Sarah Barrell: Anyone for Gowalla? Well, not me, actually
Sunday 22 May 2011
"Gowalla!" said a friend of mine. "It'll be fun." This wasn't an African greeting but an attempt by a techie to get me enthused about location-based social media apps. Halt the collective yawning and knitting of brows and bear with me.
The rise of these GPS-powered "games" like Foursquare, Gowalla and Facebook Places has lately moved beyond something that teenagers and geeks do to show off about where they are, what they're doing, and who they're doing it with, to become a traveller's tool.
These platforms let users "check-in" online with their smart phone, to places in the real world (bars, hotels, home) and they gain badges and, more lately, rewards from hotels and restaurants. The popularity of these media are rocketing. There were reports last month that Foursquare is up seven million users, from one million last year.

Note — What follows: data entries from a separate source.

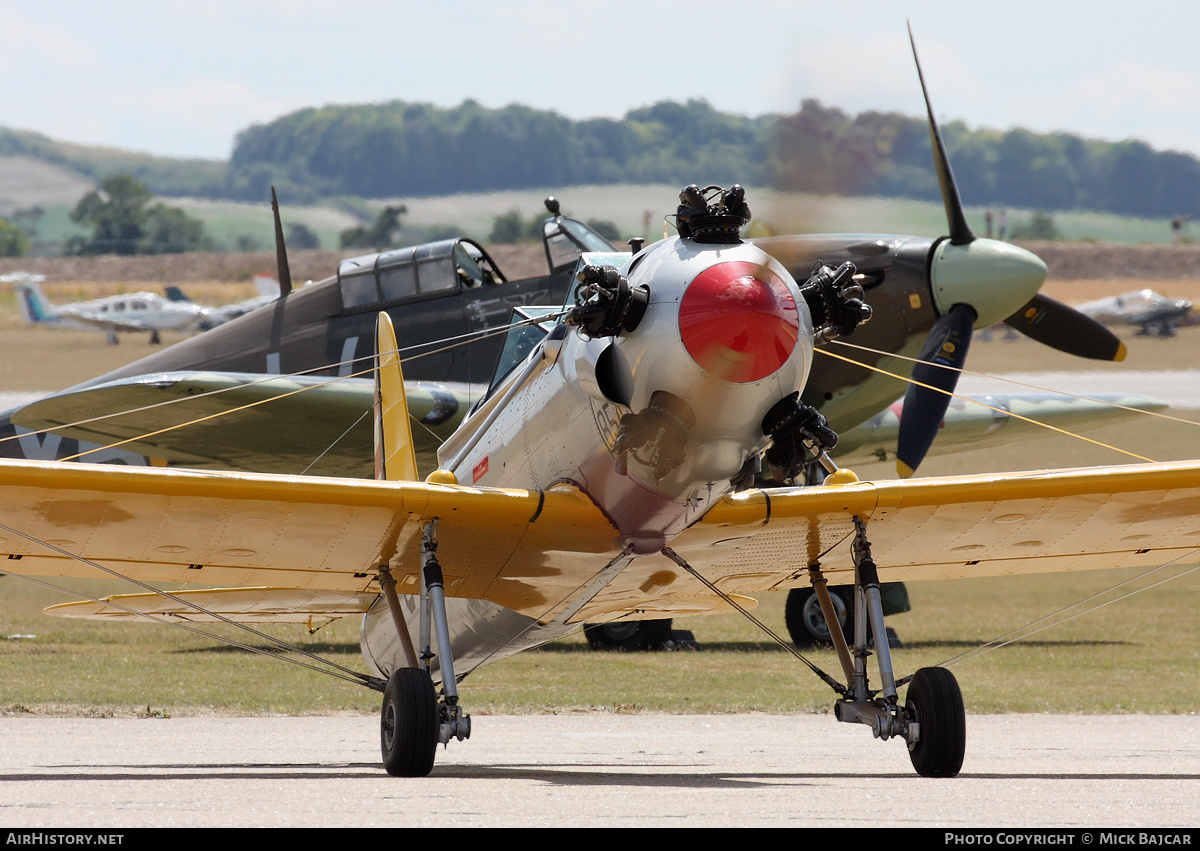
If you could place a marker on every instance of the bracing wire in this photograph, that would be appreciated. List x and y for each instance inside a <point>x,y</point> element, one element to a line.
<point>347,673</point>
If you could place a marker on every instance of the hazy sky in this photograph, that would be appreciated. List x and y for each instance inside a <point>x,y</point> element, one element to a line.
<point>181,78</point>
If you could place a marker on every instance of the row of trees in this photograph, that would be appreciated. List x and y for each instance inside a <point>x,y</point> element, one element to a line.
<point>418,149</point>
<point>123,221</point>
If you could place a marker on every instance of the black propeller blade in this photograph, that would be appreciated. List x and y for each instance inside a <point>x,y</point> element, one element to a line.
<point>1066,329</point>
<point>1042,318</point>
<point>281,251</point>
<point>960,232</point>
<point>925,406</point>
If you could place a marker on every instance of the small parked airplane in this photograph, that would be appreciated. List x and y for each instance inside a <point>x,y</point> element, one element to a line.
<point>136,312</point>
<point>1152,312</point>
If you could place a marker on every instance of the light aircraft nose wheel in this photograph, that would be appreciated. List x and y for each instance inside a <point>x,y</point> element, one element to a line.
<point>408,723</point>
<point>935,703</point>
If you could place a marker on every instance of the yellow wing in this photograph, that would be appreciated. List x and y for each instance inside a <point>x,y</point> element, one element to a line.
<point>535,551</point>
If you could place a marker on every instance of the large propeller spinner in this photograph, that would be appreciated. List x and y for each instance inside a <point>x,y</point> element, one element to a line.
<point>945,352</point>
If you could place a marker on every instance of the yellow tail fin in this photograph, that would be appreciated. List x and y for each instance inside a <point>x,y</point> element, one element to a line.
<point>395,454</point>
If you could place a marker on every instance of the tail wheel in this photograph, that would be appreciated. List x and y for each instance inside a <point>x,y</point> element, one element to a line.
<point>408,723</point>
<point>629,635</point>
<point>935,702</point>
<point>805,621</point>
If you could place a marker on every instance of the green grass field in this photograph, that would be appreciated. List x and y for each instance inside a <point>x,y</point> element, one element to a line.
<point>1137,655</point>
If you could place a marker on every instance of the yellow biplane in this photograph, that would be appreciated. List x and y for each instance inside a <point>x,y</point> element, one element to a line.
<point>603,479</point>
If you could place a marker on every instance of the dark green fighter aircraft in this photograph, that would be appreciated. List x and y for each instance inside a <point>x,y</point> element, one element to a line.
<point>927,294</point>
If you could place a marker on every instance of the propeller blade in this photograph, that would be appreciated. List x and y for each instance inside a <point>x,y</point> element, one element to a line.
<point>960,232</point>
<point>924,407</point>
<point>281,251</point>
<point>1066,329</point>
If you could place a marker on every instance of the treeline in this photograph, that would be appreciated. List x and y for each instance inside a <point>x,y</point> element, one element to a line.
<point>417,149</point>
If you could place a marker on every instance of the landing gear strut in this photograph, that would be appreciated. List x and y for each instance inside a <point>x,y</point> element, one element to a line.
<point>934,719</point>
<point>413,721</point>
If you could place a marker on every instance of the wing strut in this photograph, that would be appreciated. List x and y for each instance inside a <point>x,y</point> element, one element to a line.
<point>395,453</point>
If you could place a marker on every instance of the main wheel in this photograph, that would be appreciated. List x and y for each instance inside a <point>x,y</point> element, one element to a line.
<point>935,702</point>
<point>805,621</point>
<point>408,724</point>
<point>628,635</point>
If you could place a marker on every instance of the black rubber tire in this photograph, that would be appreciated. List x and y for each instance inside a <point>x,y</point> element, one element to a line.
<point>935,702</point>
<point>408,723</point>
<point>807,623</point>
<point>629,635</point>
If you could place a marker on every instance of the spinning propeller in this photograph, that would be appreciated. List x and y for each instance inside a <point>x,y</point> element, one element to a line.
<point>972,277</point>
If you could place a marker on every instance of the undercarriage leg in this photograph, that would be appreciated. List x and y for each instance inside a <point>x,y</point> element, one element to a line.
<point>455,723</point>
<point>934,720</point>
<point>413,721</point>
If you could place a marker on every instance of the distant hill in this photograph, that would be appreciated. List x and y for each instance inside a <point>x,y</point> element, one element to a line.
<point>163,175</point>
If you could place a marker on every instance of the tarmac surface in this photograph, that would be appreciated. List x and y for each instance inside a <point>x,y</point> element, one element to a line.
<point>597,771</point>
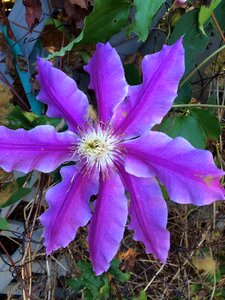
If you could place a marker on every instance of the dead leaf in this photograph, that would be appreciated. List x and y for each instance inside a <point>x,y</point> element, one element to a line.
<point>52,39</point>
<point>129,257</point>
<point>205,263</point>
<point>33,12</point>
<point>75,13</point>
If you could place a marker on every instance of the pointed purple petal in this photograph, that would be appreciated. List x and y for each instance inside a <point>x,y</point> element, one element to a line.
<point>148,102</point>
<point>68,207</point>
<point>41,148</point>
<point>189,174</point>
<point>107,80</point>
<point>108,222</point>
<point>148,212</point>
<point>61,94</point>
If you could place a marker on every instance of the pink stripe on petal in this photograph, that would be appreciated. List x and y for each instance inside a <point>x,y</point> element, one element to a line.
<point>148,102</point>
<point>107,79</point>
<point>68,207</point>
<point>108,222</point>
<point>189,174</point>
<point>61,94</point>
<point>148,212</point>
<point>41,148</point>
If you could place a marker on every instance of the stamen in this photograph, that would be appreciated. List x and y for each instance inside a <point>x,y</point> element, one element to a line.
<point>98,147</point>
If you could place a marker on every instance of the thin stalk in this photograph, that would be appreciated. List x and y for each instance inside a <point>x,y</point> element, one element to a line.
<point>189,105</point>
<point>201,65</point>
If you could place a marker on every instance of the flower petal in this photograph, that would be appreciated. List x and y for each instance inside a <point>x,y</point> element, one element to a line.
<point>148,212</point>
<point>107,80</point>
<point>68,207</point>
<point>148,102</point>
<point>189,174</point>
<point>41,148</point>
<point>108,222</point>
<point>61,94</point>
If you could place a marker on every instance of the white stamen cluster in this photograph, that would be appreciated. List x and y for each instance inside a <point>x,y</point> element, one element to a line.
<point>98,147</point>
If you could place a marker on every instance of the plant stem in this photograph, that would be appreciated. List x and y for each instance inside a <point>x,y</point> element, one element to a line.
<point>197,105</point>
<point>200,65</point>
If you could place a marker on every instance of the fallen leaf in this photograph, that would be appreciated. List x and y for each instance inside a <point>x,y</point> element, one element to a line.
<point>33,12</point>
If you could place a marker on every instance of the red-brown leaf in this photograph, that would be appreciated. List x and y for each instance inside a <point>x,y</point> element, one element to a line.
<point>33,12</point>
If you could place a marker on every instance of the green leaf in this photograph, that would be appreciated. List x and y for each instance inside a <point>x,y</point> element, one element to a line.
<point>3,224</point>
<point>106,19</point>
<point>184,94</point>
<point>208,121</point>
<point>219,14</point>
<point>18,195</point>
<point>205,13</point>
<point>144,15</point>
<point>132,75</point>
<point>187,127</point>
<point>194,41</point>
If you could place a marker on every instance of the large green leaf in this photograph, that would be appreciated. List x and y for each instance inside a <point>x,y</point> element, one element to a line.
<point>208,121</point>
<point>3,224</point>
<point>106,19</point>
<point>205,13</point>
<point>187,127</point>
<point>184,94</point>
<point>145,11</point>
<point>194,41</point>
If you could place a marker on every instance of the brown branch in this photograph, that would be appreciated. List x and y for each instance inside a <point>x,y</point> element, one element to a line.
<point>218,27</point>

That's a decent crop of potential customers. Budget airline BmiBaby recently partnered Gowalla to launch what it says is the first social media loyalty programme for a European carrier.
Impressive for a concept that is just a couple of years old – but so far, so tedious for me. Who needs another friend finder/online distraction? And as for vouchers and loyalty points: it sounds like yet more chores to tick off. But perhaps where these social media come into their own as a traveller's friend is as a city guide app.
Log-in to Foursquare, for example and you get a map that plots every venue within walking distance, pinpointed and reviewed by travellers and locals who've been there before you. So, if you want to find the best tapas bar in Barcelona/underground gallery in New York/boutique on Paris's Left Bank, "check-in" and see what pops up on your mobile screen. Newer versions learn your likes and dislikes and tailor their findings.
The thing is, you need to be connected to the internet. Fine if you can snag free WiFi, otherwise searching for that cheap bistro, as far as I can see, will cost you a Michelin-starred dinner's worth of roaming charges. I'm not entirely convinced. I'd rather "check-out" then go and explore unplugged.
Looking for some summer reading? Ox Travels is a new collection of writing published in aid of Oxfam (read a full review in Books, page 68). It's full of sharp, dazzling glimpses into other worlds by the likes of Colin Thubron, William Dalrymple and Sara Wheeler. Thirty six travel writers, established and upcoming, were asked to talk about an encounter that changed them. Among tales of an Amazon expedition that ends in a death, and a chance meeting with legendary foreign correspondent, Rudyard Kapuscinski, there's a story from Chris Stewart that is truly brave. Stewart (famed for middle-class crowd-pleasing books characterised by titles like Driving over a Tuscan Sun in Provence) writes about his pilgrimage to a Spanish curandera, a woman who heals by laying on hands. His ailment? Something he acquired from a nameless lady 25 years earlier. The story manages to be frank, funny and somehow sweet. It may not make a movie but could spawn a travel trend: new-age spa holidays for the gynaecologically compromised. Any takers?